The reality of execution on n nodes never meets the ideal of n-fold performance escalation. Several reasons intervene:

  • As shown in Figure 13, some program parts can never be parallelized (e.g., initialization).
  • Load imbalance among tasks is highly likely, especially in distributed systems, such as clouds, in which heterogeneity is a major factor. As depicted in Figure 13(b), load imbalance usually delays programs so that a program becomes bound to its slowest task. Specifically, even if all tasks in a program finish, the program cannot commit before the last task finishes.
  • Other serious overheads, such as communication and synchronization overheads, can significantly impede scalability.

Parallel speedup: (a) ideal case and (b) real case.
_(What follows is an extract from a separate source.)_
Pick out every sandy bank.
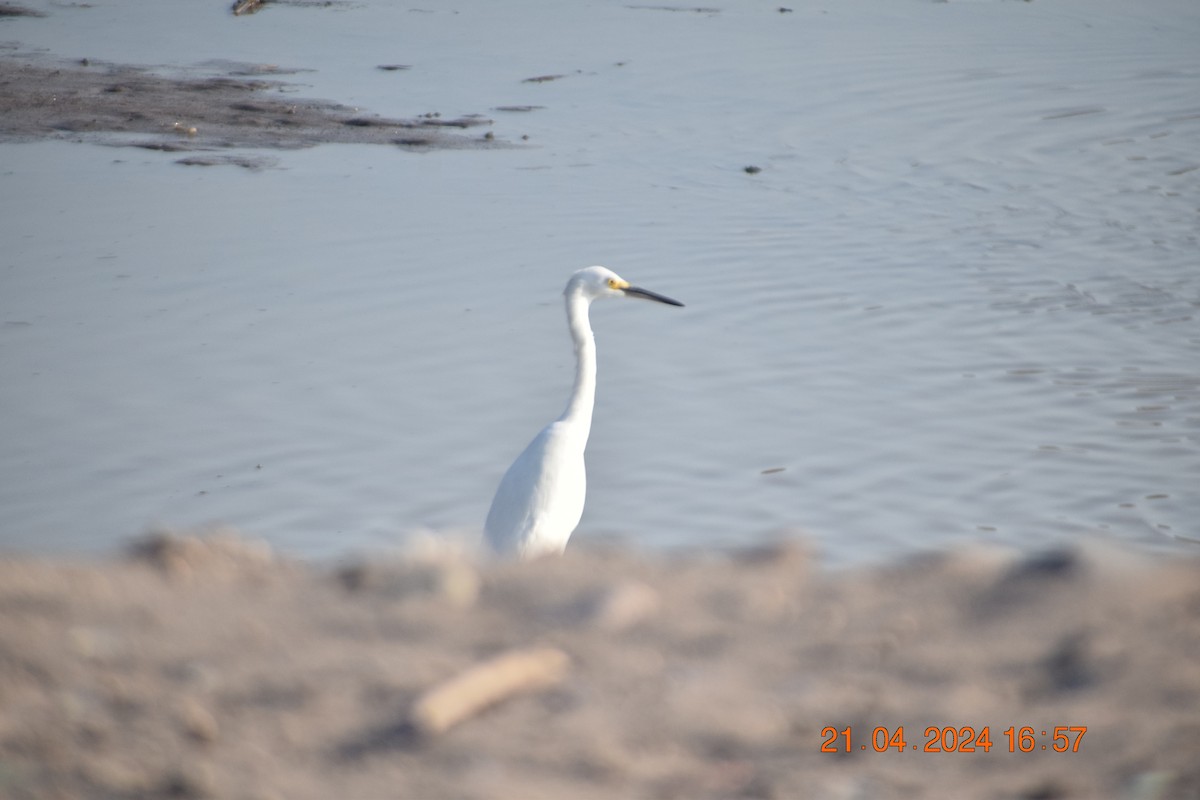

Figure 13: Parallel speedup: (a) ideal case and (b) real case

These issues are important in comparing the performance of distributed and sequential programs. A widely used expression that describes speedups and, additionally, accounts for various overheads, is Amdahl's law. To illustrate the calculation, we assume that a sequential version of a program, $T$, takes $T_{s}$ time units, while a parallel/distributed version takes $T_{p}$ time units using a cluster of $n$ nodes. In addition, we suppose that fraction $f$ of the program is not parallelizable, leaving the $(1 – f)$ portion parallelizable. According to Amdahl's law, the speedup of the parallel/distributed execution of $P$ versus the sequential one can be defined as follows:

$$ Speedup_{p} = \frac{T_{s}}{T_{p}} = \frac{T_{s}}{T_{s} \times {f + T_{s}} \times \frac{1 - f}{n}} = \frac{1}{f + \frac{1 - f}{n}} $$

Although the formula is apparently simple, it exhibits a crucial implication: if we assume a cluster with an unlimited number of machines and a constant $s$, we can express the maximum achievable speedup by simply computing the speedup of $P$ with an infinite number of processors as follows:

$$ \lim_{n\to\infty} Speedup_{p} = \lim_{n\to\infty} \frac{1}{f + \frac{1 - f}{n}} = \frac{1}{f} $$

To understand the essence of this analysis, let us assume a serial fraction $f$ of only 2%. Applying the formula with, say, an unlimited number of machines will result in a maximum speedup of only 50. Reducing $f$ to 0.5% would result in a maximum speedup of 200. Consequently, we observe that attaining scalability in distributed systems is extremely challenging because it requires $f$ to be almost 0, and this analysis ignores the effects of load imbalance, synchronization, and communication overheads. In practice, synchronization overheads (e.g., performing barrier synchronization and acquiring locks) increase with an increasing number of machines, often superlinearly.3 Communication overheads also grow dramatically in large-scale distributed systems because all machines cannot share short physical connections. Load imbalance becomes a big factor in heterogeneous environments, as we discuss shortly. Although this is truly challenging, we point out that with web-scale input data, the overheads of synchronization and communication can be greatly reduced if they contribute much less toward overall execution time than computation does. Fortunately, with many big-data applications, this latter situation is the case.


References

  1. S. Chen and S. W. Schlosser (2008). MapReduce Meets Wider Varieties of Applications IRP-TR-08-05, Intel Research
  2. M. Zaharia, A. Konwinski, A. Joseph, R. Katz, and I. Stoica (2008). Improving MapReduce Performance in Heterogeneous Environments OSDI
  3. Y. Solihin (2009). Fundamentals of Parallel Computer Architecture Solihin Books

Check your knowledge

1.

Assume a program that runs for 15 hours on a single processor. One-third of the program consists of data access, which is serial, and the remaining two-thirds consists of computation, which can be parallelized ad infinitum. What is the least amount of time in which the program can execute?